A Minerals Exploration Joint Intelligence Group - MEJIG - was established "to consider intelligence and highlight activities that might potentially lead to interference with offshore petroleum and minerals exploration".
The MEJIG was under police leadership, but "the operating tempo of when that group met was often determined by Thompson & Clark", the investigation found.
In the course of participating in Operation Exploration, NZP&M uncritically accepted the labelling of the Green Party, represented in Parliament at the time, as what Thompson & Clark called an "issue-motivated group" for surveillance purposes, along with Greenpeace and other activist groups.
Greenpeace New Zealand's executive director Russel Norman, who was co-leader of the Green Party at the time, issued a statement condemning what he said was "Stasi-like" surveillance, referring to the pervasive surveillance of the lives of all citizens in pre-1990 Communist East Germany.
Greens co-leader Marama Davidson called the inquiry's findings a "wake up call".
"We already know that big business has a heavy influence on politics through donations and corporate lobbying, but the collusion between government departments and private security firms with links to the oil and gas industry is a shock that must lead to culture change from the top down," she said.

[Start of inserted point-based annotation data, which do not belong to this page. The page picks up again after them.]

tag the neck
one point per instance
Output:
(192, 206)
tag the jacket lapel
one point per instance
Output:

The inquiry found that at least some of the information provided to the MEJIG had been gathered by surveillance undertaken by Thompson & Clark, "particularly surveillance of Greenpeace".
"It was clear to the inquiry that Thompson & Clark has undertaken significant and sustained surveillance of Greenpeace", including monitoring the training and state of readiness of the direct action groups that have long defined the global environmental activist movement's publicity activity. Norman was arrested in April last year and eventually discharged without conviction in September this year after protesting in the water within 500 metres of a seismic research vessel in April 2017.
The inquiry also noted that, compared to the close relationship with oil sector participants and with Thompson & Clark, NZP&M showed "limited evidence of any relationship" with environmental groups opposed to offshore exploration.
"It is with the benefit of hindsight that a failure to establish and maintain a relationship with diverse sector interests has been a misjudgement on MBIE's part," the inquiry found.
It found no evidence that David Smol, the MBIE chief executive at the time, had any relationship with Thompson & Clark "at all" and found that, judged individually, "the interactions between MBIE employees and Thompson & Clark were low-level and not sufficient to constitute a breach of the Code of Conduct".
However, the way Operation Exploration was set up was "more challenging".
"The enforcement approach enabled Thompson & Clark to embed itself as a crucial participant within the regulatory and enforcement function, despite the fact that they represented private economic interests," the report found.
In all, the inquiry looked into the use of private security consultants by 131 government agencies and found other breaches, including allowing Thompson & Clark access to New Zealand Transport Agency vehicle ownership records without effective oversight; secretly taping meetings relating to Canterbury earthquake victims' dealings with Southern Response, leading to a police complaint being laid by the SSC; and secondary employment undertaken by two ex-Ministry of Primary Industries employees for Thompson & Clark, which is now the subject of a Serious Fraud Office investigation.
"The inquiry uncovered system-wide failings across the public service, including a pattern of behaviour where public servants developed inappropriately close relationships with Thompson & Clark and some evidence of poorly managed relationships with other providers," said the SSC's Hughes. The commission had referred complaints about some of the security firm's practices to the police and the Private Security Personnel Licensing Authority.
These included evidence of Thompson & Clark using an unlicensed private investigator, covertly attending and taping public meetings without disclosing their purpose or client, taping private or 'closed' meetings, and advising clients not to advise police of the source of inappropriately obtained information.